Я поцеловал его. Он закашлялся. Мне кажется, он был взволнован больше, чем хотел показать. На столе еще были остатки еды.
– Я должен хорошо питаться, – вновь заговорил он с надрывающей душу серьезностью, – а у меня нет аппетита. Помнишь бобы, которыми кормили нас в семинарии? Хуже всего, что приходится готовить здесь же, в комнате, в алькове. Я возненавидел запах жареного жира, это – нервное. В другом месте я ел бы как зверь. Мы уселись рядом, я с трудом узнавал его. Шея у него непропорционально вытянулась, и голова на ней кажется совсем крошечной, точно крысиная мордочка.
– Это мило с твоей стороны, что ты зашел. Сказать откровенно, меня удивило, что ты отвечаешь на мои письма. У тебя, между нами говоря, прежде были не слишком широкие взгляды...
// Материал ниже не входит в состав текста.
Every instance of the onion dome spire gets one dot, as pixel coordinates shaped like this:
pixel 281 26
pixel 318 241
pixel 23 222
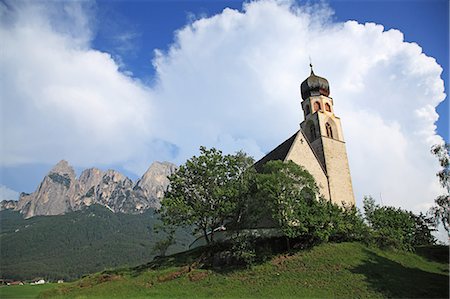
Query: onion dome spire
pixel 314 85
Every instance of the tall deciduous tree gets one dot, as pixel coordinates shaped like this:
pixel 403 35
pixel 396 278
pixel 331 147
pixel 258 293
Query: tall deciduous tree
pixel 205 192
pixel 441 211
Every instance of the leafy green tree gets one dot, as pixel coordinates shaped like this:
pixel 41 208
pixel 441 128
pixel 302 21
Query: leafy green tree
pixel 286 189
pixel 205 192
pixel 441 211
pixel 396 228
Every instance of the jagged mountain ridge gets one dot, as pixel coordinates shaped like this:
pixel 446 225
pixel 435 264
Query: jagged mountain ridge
pixel 61 191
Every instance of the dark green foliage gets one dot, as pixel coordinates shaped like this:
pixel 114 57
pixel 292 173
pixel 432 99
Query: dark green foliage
pixel 287 194
pixel 68 246
pixel 204 193
pixel 441 211
pixel 396 228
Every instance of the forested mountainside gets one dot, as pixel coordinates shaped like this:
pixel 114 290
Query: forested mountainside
pixel 71 245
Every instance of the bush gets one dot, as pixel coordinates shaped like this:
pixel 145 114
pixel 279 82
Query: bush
pixel 395 228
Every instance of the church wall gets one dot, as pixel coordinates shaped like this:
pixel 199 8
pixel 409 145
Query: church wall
pixel 338 171
pixel 301 154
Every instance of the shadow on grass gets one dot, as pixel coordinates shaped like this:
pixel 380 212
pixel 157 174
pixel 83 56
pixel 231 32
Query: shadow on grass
pixel 396 281
pixel 434 253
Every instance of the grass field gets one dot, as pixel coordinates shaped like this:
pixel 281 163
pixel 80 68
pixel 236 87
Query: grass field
pixel 25 291
pixel 345 270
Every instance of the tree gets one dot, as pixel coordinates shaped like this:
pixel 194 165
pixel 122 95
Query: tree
pixel 441 211
pixel 396 228
pixel 205 192
pixel 289 193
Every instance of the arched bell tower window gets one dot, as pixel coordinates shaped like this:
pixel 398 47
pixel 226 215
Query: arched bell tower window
pixel 316 106
pixel 312 131
pixel 329 130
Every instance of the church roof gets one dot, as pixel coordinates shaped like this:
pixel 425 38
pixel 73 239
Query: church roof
pixel 314 86
pixel 279 153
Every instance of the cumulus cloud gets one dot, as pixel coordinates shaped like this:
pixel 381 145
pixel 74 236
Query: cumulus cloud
pixel 230 81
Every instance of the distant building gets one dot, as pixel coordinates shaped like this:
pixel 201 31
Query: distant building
pixel 319 144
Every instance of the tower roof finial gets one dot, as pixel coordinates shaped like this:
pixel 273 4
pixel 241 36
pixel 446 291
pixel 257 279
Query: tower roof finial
pixel 310 65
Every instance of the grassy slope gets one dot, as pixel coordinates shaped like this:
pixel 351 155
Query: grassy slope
pixel 346 270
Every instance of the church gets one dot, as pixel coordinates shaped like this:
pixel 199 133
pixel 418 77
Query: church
pixel 319 144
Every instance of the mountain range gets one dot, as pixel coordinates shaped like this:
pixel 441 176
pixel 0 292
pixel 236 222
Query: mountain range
pixel 61 191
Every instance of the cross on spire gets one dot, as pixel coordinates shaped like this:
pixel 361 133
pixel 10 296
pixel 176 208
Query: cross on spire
pixel 310 65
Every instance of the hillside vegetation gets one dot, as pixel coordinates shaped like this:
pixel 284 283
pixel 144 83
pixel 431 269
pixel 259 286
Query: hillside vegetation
pixel 344 270
pixel 71 245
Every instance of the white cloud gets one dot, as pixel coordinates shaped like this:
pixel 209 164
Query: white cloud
pixel 230 81
pixel 8 194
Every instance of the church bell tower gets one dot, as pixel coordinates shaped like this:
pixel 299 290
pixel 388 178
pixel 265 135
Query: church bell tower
pixel 323 130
Не помню даже, что ответил я.
– Извини, я немного приведу себя в порядок. Сегодня я решил побездельничать, но это бывает не часто. Что поделаешь? У активной жизни есть и свои хорошие стороны. Но не думай, что я предаюсь сладкой лени! Я очень много читаю, как никогда раньше. Возможно даже, в один прекрасный день... У меня собрано немало весьма интересных, весьма жизненных заметок. Мы еще к этому вернемся. Ты, помнится, неплохо владел александрийским стихом? Твои советы будут мне весьма кстати.
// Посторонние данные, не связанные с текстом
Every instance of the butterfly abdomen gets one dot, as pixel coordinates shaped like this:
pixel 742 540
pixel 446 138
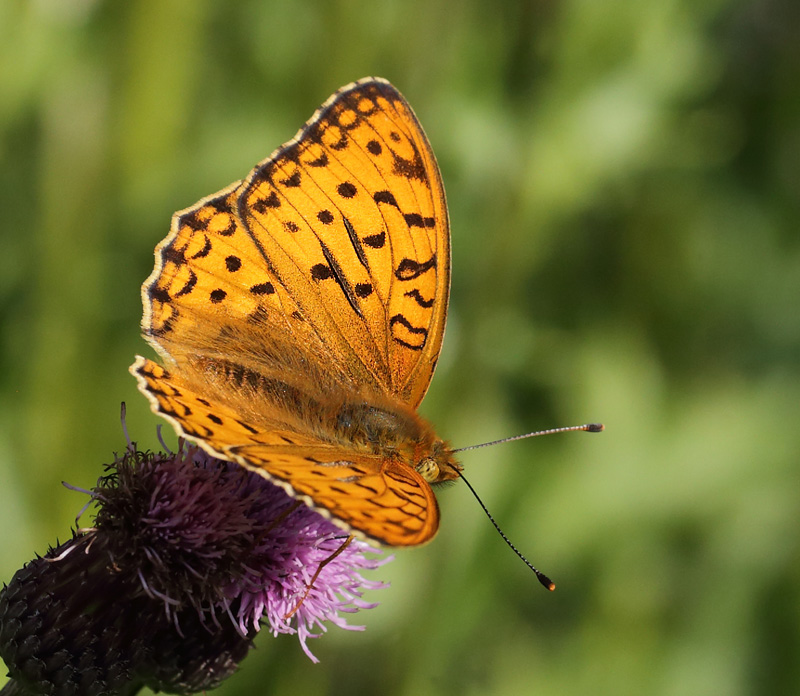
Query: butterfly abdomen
pixel 383 429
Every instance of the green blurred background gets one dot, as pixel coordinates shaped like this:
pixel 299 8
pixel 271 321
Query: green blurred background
pixel 624 189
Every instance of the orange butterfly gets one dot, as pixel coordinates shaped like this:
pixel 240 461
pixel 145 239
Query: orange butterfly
pixel 300 314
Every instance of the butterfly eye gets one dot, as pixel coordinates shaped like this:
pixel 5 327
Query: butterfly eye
pixel 428 469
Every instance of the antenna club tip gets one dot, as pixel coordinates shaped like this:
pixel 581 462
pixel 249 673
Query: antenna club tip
pixel 546 582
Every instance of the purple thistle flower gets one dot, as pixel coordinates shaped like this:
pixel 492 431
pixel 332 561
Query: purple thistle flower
pixel 189 555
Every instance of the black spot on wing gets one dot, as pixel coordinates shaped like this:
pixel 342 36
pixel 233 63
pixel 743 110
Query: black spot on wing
pixel 408 269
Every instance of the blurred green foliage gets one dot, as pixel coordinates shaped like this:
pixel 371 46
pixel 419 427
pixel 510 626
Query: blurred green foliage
pixel 624 189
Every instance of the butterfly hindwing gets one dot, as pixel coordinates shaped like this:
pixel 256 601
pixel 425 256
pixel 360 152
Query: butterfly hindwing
pixel 366 495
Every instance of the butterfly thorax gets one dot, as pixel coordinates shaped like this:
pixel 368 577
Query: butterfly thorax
pixel 394 431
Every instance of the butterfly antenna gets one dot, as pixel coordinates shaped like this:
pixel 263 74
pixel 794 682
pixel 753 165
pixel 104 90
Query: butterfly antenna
pixel 588 427
pixel 540 576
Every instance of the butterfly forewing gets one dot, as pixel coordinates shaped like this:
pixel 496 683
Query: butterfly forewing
pixel 321 279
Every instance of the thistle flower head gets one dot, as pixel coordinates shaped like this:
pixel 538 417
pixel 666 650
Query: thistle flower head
pixel 188 556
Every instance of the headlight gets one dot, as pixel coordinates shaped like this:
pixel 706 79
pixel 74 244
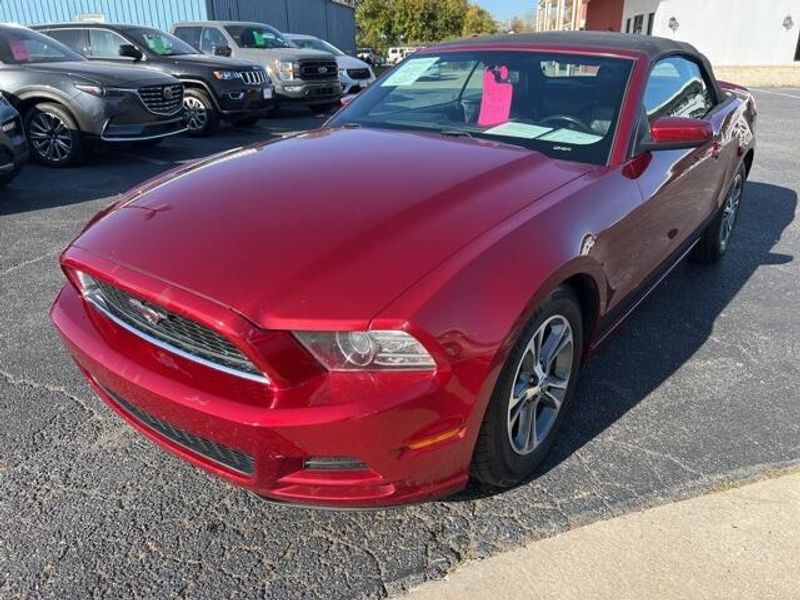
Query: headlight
pixel 227 75
pixel 357 350
pixel 101 90
pixel 286 70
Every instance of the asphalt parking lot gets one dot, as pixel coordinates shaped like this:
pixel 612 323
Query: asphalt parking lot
pixel 701 388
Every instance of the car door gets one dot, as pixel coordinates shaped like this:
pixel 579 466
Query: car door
pixel 680 186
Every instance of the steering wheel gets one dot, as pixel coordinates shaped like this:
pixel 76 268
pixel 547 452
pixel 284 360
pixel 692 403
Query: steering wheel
pixel 567 119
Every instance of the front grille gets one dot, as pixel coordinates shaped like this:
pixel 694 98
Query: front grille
pixel 162 99
pixel 173 331
pixel 317 70
pixel 256 77
pixel 226 456
pixel 358 73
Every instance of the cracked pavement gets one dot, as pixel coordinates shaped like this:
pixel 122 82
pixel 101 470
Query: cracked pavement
pixel 698 389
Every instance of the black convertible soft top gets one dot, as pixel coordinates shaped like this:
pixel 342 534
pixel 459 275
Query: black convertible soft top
pixel 653 47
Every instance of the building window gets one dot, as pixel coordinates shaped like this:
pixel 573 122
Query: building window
pixel 638 24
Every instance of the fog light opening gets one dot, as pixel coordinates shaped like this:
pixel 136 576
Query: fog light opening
pixel 334 463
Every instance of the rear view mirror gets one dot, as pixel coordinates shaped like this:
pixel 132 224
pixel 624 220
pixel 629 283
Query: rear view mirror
pixel 677 133
pixel 130 51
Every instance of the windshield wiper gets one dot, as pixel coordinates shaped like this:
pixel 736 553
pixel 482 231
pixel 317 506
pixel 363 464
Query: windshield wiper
pixel 456 133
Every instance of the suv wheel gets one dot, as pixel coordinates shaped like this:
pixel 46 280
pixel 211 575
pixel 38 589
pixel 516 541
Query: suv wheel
pixel 54 136
pixel 201 116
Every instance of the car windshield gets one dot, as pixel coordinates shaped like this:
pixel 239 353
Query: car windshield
pixel 22 46
pixel 260 37
pixel 160 43
pixel 563 105
pixel 317 44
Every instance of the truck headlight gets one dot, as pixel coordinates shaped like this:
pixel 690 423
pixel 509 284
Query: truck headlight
pixel 366 350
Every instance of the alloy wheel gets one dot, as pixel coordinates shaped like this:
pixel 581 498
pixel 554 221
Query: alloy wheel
pixel 730 210
pixel 196 113
pixel 51 138
pixel 540 385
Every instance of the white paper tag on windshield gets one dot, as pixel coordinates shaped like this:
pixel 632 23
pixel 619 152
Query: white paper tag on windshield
pixel 520 130
pixel 568 136
pixel 408 72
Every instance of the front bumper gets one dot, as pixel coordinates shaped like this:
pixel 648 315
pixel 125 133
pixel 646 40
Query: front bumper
pixel 260 438
pixel 13 149
pixel 244 101
pixel 303 92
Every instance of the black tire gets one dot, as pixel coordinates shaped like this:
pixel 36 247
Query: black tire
pixel 202 117
pixel 716 238
pixel 247 121
pixel 495 462
pixel 53 136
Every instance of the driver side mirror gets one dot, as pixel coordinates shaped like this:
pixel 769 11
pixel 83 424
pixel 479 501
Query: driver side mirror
pixel 677 133
pixel 130 51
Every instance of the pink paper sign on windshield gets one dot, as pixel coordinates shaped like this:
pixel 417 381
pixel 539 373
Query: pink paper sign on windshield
pixel 18 49
pixel 497 95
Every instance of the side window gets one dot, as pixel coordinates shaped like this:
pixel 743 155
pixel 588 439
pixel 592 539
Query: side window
pixel 676 88
pixel 105 43
pixel 72 38
pixel 212 37
pixel 190 35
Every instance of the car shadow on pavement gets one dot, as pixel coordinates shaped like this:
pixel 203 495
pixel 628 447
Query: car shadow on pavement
pixel 668 328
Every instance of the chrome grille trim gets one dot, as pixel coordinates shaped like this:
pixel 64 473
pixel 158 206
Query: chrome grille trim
pixel 255 77
pixel 225 456
pixel 102 297
pixel 309 70
pixel 156 102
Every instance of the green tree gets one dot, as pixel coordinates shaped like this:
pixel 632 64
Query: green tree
pixel 478 21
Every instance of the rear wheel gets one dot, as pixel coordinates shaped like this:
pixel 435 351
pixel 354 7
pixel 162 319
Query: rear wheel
pixel 531 394
pixel 54 137
pixel 201 115
pixel 717 236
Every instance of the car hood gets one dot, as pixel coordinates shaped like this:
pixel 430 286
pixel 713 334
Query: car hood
pixel 331 225
pixel 105 73
pixel 350 62
pixel 211 62
pixel 261 56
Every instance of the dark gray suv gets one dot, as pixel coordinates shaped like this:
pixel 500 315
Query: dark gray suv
pixel 68 104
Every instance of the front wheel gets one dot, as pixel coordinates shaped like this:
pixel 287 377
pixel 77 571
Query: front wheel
pixel 53 135
pixel 201 116
pixel 717 236
pixel 532 393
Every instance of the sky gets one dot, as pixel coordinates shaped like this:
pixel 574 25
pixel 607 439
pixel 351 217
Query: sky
pixel 503 10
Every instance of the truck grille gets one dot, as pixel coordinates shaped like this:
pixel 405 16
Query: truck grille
pixel 256 77
pixel 162 99
pixel 223 455
pixel 316 70
pixel 175 333
pixel 358 73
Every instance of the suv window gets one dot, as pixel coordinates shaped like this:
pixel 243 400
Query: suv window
pixel 190 35
pixel 105 43
pixel 212 37
pixel 677 88
pixel 74 38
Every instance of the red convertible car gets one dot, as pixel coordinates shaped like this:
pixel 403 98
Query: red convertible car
pixel 516 198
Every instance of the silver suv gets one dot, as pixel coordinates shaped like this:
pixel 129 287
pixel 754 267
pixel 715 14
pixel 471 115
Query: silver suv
pixel 306 77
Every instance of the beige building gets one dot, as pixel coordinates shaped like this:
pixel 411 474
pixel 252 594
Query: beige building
pixel 557 15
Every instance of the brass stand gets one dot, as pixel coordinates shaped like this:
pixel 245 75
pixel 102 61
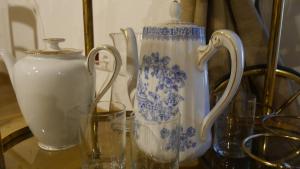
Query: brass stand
pixel 2 162
pixel 273 52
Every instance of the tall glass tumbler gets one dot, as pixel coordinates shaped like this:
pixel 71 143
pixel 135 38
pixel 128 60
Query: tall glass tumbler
pixel 103 137
pixel 155 145
pixel 233 126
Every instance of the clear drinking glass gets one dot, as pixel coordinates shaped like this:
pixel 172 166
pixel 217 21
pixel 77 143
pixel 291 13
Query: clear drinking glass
pixel 233 126
pixel 103 137
pixel 155 145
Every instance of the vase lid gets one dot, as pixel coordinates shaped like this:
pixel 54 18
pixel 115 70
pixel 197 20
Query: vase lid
pixel 52 48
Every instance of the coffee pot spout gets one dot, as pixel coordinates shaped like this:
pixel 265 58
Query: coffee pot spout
pixel 132 59
pixel 9 62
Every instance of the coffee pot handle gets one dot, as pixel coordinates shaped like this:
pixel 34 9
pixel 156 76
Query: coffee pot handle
pixel 231 41
pixel 91 63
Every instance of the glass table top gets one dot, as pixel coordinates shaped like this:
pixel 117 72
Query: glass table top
pixel 27 155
Минуту спустя я увидел через полуприкрытую дверь, как он проскользнул на лестницу с молочной банкой в руке. И я снова остался наедине с... Господи, это правда – я предпочел бы другую смерть! Легкие, которые мало-помалу тают, как кусочек сахара в воде, или изнуренное сердце, которое приходится непрерывно подбадривать, или даже эту странную болезнь г-на доктора Лавиля, позабыл ее название, – мне кажется, угроза, нависающая во всех этих случаях, должна оставаться какой-то смутной, абстрактной... Тогда как теперь, стоит мне нащупать под сутаной место, где так надолго задержались пальцы врача, мне чудится... Может, это все – воображение? И все же! Тщетно я твержу себе, что ничто во мне не изменилось, я такой же, как все последние недели, ну, почти такой же, – от одной мысли вернуться домой с этой... в общем, с этой вещью, меня охватывает стыд, омерзение. Я и так был слишком склонен питать отвращение к своей персоне, и знаю, как подобное чувство опасно – в конце концов оно отнимет у меня последнее мужество. Мой первейший долг теперь, когда впереди меня ждут испытания, безусловно должен был бы состоять в примирении с самим собой...
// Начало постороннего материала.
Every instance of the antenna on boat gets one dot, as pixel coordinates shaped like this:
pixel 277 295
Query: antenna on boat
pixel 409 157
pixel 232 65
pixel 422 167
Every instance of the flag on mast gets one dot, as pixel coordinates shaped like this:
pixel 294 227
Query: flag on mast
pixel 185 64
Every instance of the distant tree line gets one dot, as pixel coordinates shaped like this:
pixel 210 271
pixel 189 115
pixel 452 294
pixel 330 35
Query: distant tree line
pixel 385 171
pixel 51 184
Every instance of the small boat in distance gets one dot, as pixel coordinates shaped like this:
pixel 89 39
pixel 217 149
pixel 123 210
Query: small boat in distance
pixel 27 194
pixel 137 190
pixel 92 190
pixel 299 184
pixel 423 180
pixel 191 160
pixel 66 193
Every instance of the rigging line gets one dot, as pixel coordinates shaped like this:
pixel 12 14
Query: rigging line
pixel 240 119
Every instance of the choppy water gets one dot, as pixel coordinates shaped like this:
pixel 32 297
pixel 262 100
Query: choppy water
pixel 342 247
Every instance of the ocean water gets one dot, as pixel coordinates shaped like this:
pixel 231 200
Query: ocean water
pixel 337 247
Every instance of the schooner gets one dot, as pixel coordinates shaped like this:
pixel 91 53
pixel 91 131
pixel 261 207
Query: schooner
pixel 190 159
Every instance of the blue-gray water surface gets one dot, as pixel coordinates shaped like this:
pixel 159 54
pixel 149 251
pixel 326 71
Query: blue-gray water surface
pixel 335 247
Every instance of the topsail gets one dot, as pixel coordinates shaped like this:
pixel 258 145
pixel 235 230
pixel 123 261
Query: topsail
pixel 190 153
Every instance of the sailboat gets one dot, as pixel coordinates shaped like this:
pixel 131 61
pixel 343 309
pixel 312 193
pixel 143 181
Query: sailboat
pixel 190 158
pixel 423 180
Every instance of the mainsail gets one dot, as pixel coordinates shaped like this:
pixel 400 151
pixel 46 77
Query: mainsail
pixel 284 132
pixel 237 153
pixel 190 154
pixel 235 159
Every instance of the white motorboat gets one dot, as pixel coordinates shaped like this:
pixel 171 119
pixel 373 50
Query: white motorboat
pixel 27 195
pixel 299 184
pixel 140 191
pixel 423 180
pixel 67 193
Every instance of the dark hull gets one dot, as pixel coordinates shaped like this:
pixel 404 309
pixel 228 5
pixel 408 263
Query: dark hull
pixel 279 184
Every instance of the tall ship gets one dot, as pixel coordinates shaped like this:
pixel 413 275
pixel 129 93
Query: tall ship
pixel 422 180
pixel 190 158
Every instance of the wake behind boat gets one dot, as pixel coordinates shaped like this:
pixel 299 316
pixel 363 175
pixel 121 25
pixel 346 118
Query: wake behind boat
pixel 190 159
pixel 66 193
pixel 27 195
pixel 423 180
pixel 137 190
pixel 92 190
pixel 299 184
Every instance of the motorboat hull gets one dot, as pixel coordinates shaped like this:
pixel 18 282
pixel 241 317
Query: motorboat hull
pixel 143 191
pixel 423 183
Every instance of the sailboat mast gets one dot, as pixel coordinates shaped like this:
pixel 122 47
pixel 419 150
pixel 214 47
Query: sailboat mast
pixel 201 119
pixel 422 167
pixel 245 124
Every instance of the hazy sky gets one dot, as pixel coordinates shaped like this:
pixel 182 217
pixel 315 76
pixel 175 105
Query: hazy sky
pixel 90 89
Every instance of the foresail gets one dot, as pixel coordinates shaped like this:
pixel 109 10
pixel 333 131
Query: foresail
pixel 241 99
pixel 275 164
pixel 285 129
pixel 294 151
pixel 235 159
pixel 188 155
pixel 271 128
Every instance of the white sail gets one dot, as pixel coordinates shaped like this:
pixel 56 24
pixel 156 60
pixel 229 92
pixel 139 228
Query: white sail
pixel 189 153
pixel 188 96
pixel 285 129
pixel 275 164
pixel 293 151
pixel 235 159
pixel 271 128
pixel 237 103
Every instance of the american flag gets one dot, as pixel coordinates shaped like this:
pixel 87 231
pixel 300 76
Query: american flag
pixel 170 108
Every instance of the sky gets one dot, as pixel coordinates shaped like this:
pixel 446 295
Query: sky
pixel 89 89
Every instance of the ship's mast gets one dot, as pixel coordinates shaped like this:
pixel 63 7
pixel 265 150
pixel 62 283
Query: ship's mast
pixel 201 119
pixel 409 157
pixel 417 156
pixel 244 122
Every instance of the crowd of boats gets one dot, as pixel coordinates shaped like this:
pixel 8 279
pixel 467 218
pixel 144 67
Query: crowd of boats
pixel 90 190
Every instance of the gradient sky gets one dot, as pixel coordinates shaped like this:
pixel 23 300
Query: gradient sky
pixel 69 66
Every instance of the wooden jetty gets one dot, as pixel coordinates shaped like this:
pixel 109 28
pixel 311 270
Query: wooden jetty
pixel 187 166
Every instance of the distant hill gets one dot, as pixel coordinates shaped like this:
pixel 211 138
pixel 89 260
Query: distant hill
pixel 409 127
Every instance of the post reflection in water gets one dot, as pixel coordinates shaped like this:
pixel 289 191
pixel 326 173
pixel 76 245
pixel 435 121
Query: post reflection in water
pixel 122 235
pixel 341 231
Я много думал о своем унизительном поведении сегодня утром. Полагаю, дело не столько в моем малодушии, сколько в ошибочном суждении. Я лишен здравого смысла. Ясно ведь, что перед лицом смерти я не могу вести себя так же, как люди, которые много выше меня и вызывают во мне восхищение – г-н Оливье, например, или г-н торсийский кюре. (Я намеренно сближаю эти два имени.) В подобных обстоятельствах, как один, так и другой держались бы с тем высшим достоинством, которое является естественным, свободным проявлением великой души. Даже г-жа графиня... Да, я знаю, все это скорее свойства натуры, нежели добродетели, они не приобретаются! Увы! Но, наверно, что-то такое есть и во мне, коль скоро я восхищаюсь этим в других... Это словно язык, который я хорошо понимаю, хотя и не могу на нем говорить. И ошибки меня ничему не учат. И вот в момент, когда мне нужно собрать все силы, чувство собственного бессилия охватывает меня с такой неодолимостью, что я теряю нить моего бедного мужества, как неумелый оратор теряет нить собственной речи. Это испытание для меня не ново. Прежде я утешал себя надеждой на что-то чудесное, непредвидимое – уж не на мученический ли крест? В мои годы смерть кажется такой далекой, что даже понимание собственной заурядности, почерпнутое из повседневного опыта, ни в чем не убеждает. Трудно поверить, что и в этом событии не будет ничего из ряда вон выходящего, что и оно будет обыкновенным, как ты сам, по твоему образу и подобию, по образу и подобию твоей судьбы. Оно как бы выпадает из привычного мира, думаешь о нем, точно о сказочных краях, названия которых читаешь в книгах. Именно это я и говорил себе – мой страх был вызван внезапным грубым разочарованием. Передо мной вдруг предстало то, что казалось где-то за горами, за долами, по ту сторону воображаемого океана. Моя смерть здесь. Смерть как смерть, и я приму ее с теми же чувствами, с какими приемлет любой обыкновенный, заурядный человек. Нет сомнений, что и умереть я сумею не лучше, чем умел владеть собой в жизни. Я и тут окажусь так же неловок, так же неуклюж. Нам твердят: «Будьте просты!» Я стараюсь изо всех сил. Но быть простым не так-то легко! Миряне произносят слова «простые люди» точно так же, как «смиренные»,– с той же снисходительной улыбкой. Им следовало бы сказать: «цари».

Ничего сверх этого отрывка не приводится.